UCI MIND’s Leslie Thompson has worked on Huntington’s disease for over two decades, and her group’s research has revealed extensive insights into the biological underpinnings of the disease. Now, her laboratory adds to its impressive log of discoveries.

Thompson is the lead author for studies appearing the week of July 15 in the Proceedings of the National Academy of Sciences and Cell Reports that identify new and well-defined molecular targets for drugs that can treat the fatal neurodegenerative disease.

In the journal Cell Reports, published on July 18, Thompson and colleagues identify how two proteins – SUMO-2 and PIAS1 – help control the accumulation of the Huntingtin protein in brain tissue. This accumulation is central to disease progression. And in the PNAS article, also published this online week, Thompson and colleagues explore the genetics of HD, reporting that targeting a histone-modifying enzyme (H3K4 demethylase) can normalize the expression of certain aberrant genes that promote disease progression.

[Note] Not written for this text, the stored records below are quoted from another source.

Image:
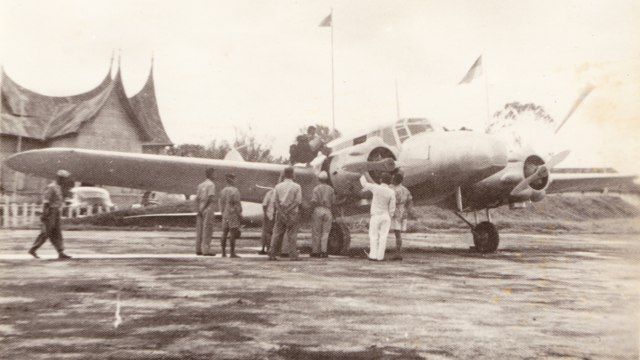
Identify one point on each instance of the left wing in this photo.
(569, 182)
(171, 174)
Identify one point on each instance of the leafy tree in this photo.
(521, 124)
(245, 142)
(325, 132)
(251, 149)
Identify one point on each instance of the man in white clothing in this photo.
(383, 205)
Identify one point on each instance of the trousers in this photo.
(320, 228)
(378, 232)
(204, 230)
(50, 230)
(284, 231)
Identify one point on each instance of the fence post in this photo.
(14, 214)
(5, 212)
(25, 216)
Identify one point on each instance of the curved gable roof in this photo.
(145, 105)
(30, 114)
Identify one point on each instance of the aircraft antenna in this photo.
(328, 22)
(397, 101)
(486, 92)
(587, 90)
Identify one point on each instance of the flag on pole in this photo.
(326, 22)
(474, 72)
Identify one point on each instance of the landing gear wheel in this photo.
(485, 237)
(339, 239)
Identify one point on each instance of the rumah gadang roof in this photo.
(29, 114)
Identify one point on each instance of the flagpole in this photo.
(397, 101)
(333, 99)
(486, 91)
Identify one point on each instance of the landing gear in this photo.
(485, 235)
(339, 239)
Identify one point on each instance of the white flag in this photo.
(326, 22)
(474, 72)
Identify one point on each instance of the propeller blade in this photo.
(364, 166)
(524, 184)
(557, 158)
(541, 172)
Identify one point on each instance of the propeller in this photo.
(540, 172)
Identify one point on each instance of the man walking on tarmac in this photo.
(287, 200)
(268, 211)
(383, 206)
(205, 208)
(404, 205)
(53, 200)
(322, 199)
(231, 209)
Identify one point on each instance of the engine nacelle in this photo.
(346, 166)
(503, 187)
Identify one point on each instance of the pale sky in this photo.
(267, 64)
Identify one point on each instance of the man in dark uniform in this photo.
(231, 209)
(268, 210)
(53, 200)
(287, 200)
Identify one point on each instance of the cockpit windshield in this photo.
(405, 128)
(392, 135)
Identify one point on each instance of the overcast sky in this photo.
(267, 64)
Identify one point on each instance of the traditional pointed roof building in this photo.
(103, 118)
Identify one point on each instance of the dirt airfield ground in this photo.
(541, 296)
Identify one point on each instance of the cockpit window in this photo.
(408, 127)
(387, 137)
(418, 128)
(403, 134)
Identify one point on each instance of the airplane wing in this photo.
(569, 182)
(171, 174)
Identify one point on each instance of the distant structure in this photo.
(103, 118)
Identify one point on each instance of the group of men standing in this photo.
(281, 207)
(231, 209)
(390, 206)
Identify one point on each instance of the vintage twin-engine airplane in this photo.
(463, 171)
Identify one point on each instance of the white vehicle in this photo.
(85, 197)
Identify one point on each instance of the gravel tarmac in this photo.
(544, 296)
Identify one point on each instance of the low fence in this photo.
(18, 215)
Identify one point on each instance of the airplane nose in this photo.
(485, 153)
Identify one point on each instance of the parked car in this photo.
(85, 197)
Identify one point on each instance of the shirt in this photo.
(205, 189)
(286, 194)
(403, 195)
(323, 195)
(268, 205)
(403, 200)
(384, 198)
(53, 195)
(230, 205)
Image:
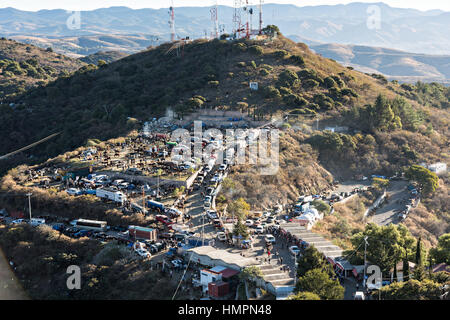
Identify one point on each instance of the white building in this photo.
(438, 168)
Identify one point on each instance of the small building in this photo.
(343, 267)
(218, 289)
(216, 274)
(441, 267)
(438, 168)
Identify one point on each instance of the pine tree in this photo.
(405, 269)
(419, 252)
(395, 274)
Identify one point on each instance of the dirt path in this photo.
(10, 288)
(387, 213)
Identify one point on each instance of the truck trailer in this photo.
(111, 194)
(141, 233)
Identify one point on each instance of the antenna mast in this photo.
(172, 22)
(237, 18)
(260, 16)
(215, 19)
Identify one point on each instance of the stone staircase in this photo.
(276, 279)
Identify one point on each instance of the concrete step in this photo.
(279, 276)
(283, 282)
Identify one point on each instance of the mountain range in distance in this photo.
(340, 32)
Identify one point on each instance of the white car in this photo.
(207, 204)
(294, 250)
(259, 229)
(211, 214)
(177, 263)
(73, 191)
(221, 236)
(143, 253)
(270, 238)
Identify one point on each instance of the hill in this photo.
(402, 29)
(24, 66)
(108, 57)
(80, 46)
(389, 126)
(394, 64)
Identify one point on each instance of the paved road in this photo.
(387, 213)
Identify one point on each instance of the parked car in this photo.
(164, 219)
(294, 250)
(270, 238)
(211, 214)
(143, 253)
(177, 263)
(221, 236)
(259, 229)
(73, 191)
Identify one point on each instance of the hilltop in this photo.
(388, 126)
(394, 64)
(403, 29)
(24, 66)
(95, 102)
(107, 56)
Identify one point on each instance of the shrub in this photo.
(310, 84)
(297, 60)
(257, 50)
(281, 54)
(271, 92)
(287, 78)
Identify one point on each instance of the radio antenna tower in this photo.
(261, 2)
(215, 19)
(172, 22)
(237, 18)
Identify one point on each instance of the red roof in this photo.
(228, 273)
(441, 267)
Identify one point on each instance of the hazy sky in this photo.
(82, 5)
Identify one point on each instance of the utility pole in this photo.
(365, 254)
(215, 20)
(260, 17)
(172, 22)
(29, 203)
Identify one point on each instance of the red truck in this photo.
(164, 219)
(136, 232)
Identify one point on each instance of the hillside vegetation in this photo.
(24, 66)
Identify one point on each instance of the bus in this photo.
(91, 225)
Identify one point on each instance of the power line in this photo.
(29, 146)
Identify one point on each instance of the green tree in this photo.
(304, 296)
(427, 180)
(387, 245)
(239, 208)
(319, 282)
(322, 206)
(441, 253)
(411, 290)
(313, 259)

“The molecular activities we identified represent defined therapeutic targets,” says Thompson, a professor of psychiatry & human behavior and neurobiology & behavior. “However, they also both reveal fundamental mechanism of diseases related to the human brain, and underscore the importance of basic science research on neurodegenerative diseases.”

Thompson added that each study was the result of years of research by lab investigators Jacqueline Gire O’Rourke (first author, Cell Reports study) and Malini Vashishtha (first author, PNAS study).

Key UC Irvine study contributors also include Joseph Ochaba, J. Lawrence Marsh and Joan Steffan (Cell Reports); and Alice Lau and Marsh in collaboration with the laboratories of David Housman and Ernest Fraenkel at the Massachusetts Institute of Technology (PNAS).